SAO PAULO--There is "little chance" iron ore prices will rise significantly for a considerable period due to increases in market supplies, particularly from Australia and Brazil, a CRU Group analyst said Wednesday.
Indeed, spot prices for the steelmaking raw material should continue to decline slightly from their current levels of nearly $140 a metric ton delivered to China until 2016, Paul Scott, CRU's Group Manager - Steel, told delegates at the Brazilian Steel Institute's annual congress in Sao Paulo.
Iron ore spot prices were 20% lower in the first quarter than they were in the same 2011 period due to relatively weak steel production in China, according to CRU. Chinese steelmakers, which consume around 60% of world seaborne iron ore, made net losses in the first quarter, their first losses since 2000, Mr. Scott said.
"At the same time as iron ore demand has moderated, supply from major suppliers has increased sharply," Mr. Scott said, adding that this has been mainly due to recent more favorable climatic conditions in Australia and Brazil which has led to higher exports.

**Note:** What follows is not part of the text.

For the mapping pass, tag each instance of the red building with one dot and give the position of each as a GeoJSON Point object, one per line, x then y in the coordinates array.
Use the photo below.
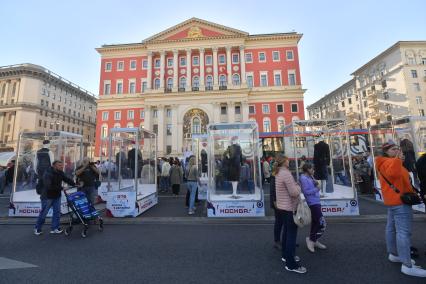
{"type": "Point", "coordinates": [195, 73]}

Chinese steel demand is now expected to slow to 4-5% annually, lower than in recent years when steel demand growth typically exceeded China's gross domestic product growth rates, according to Mr. Scott.
Still, "iron ore exports from Australia and Brazil will increase sharply," by more than 18 million metric tons a year between 2014 and 2016, particularly from Australia, where new projects will start up, he said.
Australia should increase its stake in the total iron ore export market to nearly 50% by 2016, Mr. Scott said.
The saving grace for the world's big iron ore exporters including BHP Billiton PLC (BHPB.LN), Rio Tinto PLC (RIO.LN) and Vale SA (VALE, VALE5.BR) is that China is becoming increasingly dependent on imports of iron ore as some of its own high-cost iron ore mines are unable to compete in a lower price environment, he said.